Yesterday, September 14, the Fed conducted its final purchase of MBS. The Fed bought $387 million in MBS in the To Be Announced (TBA) market, which is a minuscule amount by the Fed’s standards. It went out with a whimper, so to speak.

This is a screenshot of the trade that the New York Fed posted on its website. I underlined the operation date (Sep 14) and the settlement date (Oct 20):

Trades in the TBA market settle after one to three months. As you can see in the image of the trade info above, this particular trade will settle on October 20.

The Fed books these trades when they settle. So, it will book this trade on October 20, which is a Thursday. Its weekly balance sheets are always as of Wednesday evening, and are published on Thursday. This trade will show up on the next balance sheet after October 20, which is the balance sheet to be released on October 27.

So halleluiah, the balance sheet on October 27 will show the final purchases of MBS. And then it’s over.

A trickle of trades haven’t settled yet.

The MBS that were purchased over the past two months will still trickle into the weekly balance sheet until October 27.

This includes a batch of MBS trades that the Fed conducted on July 25 and that settled on September 14, and that showed up on today’s balance sheet. Here is one of the trades that settled yesterday and was included today:

In total, $9.2 billion in MBS trades showed up on the balance sheet today. It is these trades, when they settle, that cause the balance of MBS to rise in the jagged manner.

MBS come off the balance sheet mostly through pass-through principal payments. When the underlying mortgages are paid off because a home is sold or a mortgage is refinanced, or when regular mortgage payments are made, the principal portion is forwarded by the mortgage servicer (such as your bank) to the entity that securitized the mortgage (such as Fannie Mae), which then forwards those principal payments to the holders of the MBS (such as the Fed).

The book value of the MBS shrinks with each pass-through principal payment. This reduces the amount of MBS on the Fed’s balance sheet.

These pass-through principal payments are uneven and unpredictable, and do not match the purchases in the TBA market. So the MBS balances form this jagged line of increases when TBA purchases settle, and the decreases when the pass-through-principal payments come off.

The upticks are the purchases from one to three months ago, when the Fed was still phasing in QT and was still purchasing MBS to replace pass-through principal payments. The downticks are the pass-through principal payments.
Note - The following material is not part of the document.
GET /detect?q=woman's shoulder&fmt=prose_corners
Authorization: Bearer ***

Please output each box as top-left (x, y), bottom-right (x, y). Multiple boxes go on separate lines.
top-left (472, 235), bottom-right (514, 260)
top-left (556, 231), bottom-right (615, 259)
Sometimes both coincide, and the net moves are smaller:

The last time the Fed did QT Nov 2017 – Feb 2020.

During the last episode of QT, the Fed shed MBS from November 2017 through February 2020. The chart below shows this phase of the MBS reduction. During the phase-in, it took about three months before the first declines became recognizable. QT back then was much slower, and the phase in was much longer, than in the current era of QT.

Note how the upticks essentially vanished as the Fed bought fewer or no MBS to maintain the cap of the runoff, and the line smoothened out on the way down:

Going to zero?

Going forward, after October 27, 2022, after the last MBS purchases have shown up, the upticks will disappear, and the line will smoothen as it heads down. But this time, the decline will be steeper and faster.

The Fed has said many times over the years that it wants to get rid of its MBS entirely, and that it wants only Treasury securities as assets. So if everything goes according to plan, the MBS balances will go to zero. And this might require that the Fed starts selling MBS outright later in the process to supplement the pass-through principal payments. The Fed has already put this option on the table.

The entire episode of MBS on the Fed’s balance sheet started in late 2008, when the Fed for the first time started buying MBS as part of QE-1. By the peak in April, 2022, the Fed had $2.74 trillion in MBS on its balance sheet.

The purpose of MBS purchases was to repress mortgage rates and inflate home prices. That process has already started to reverse.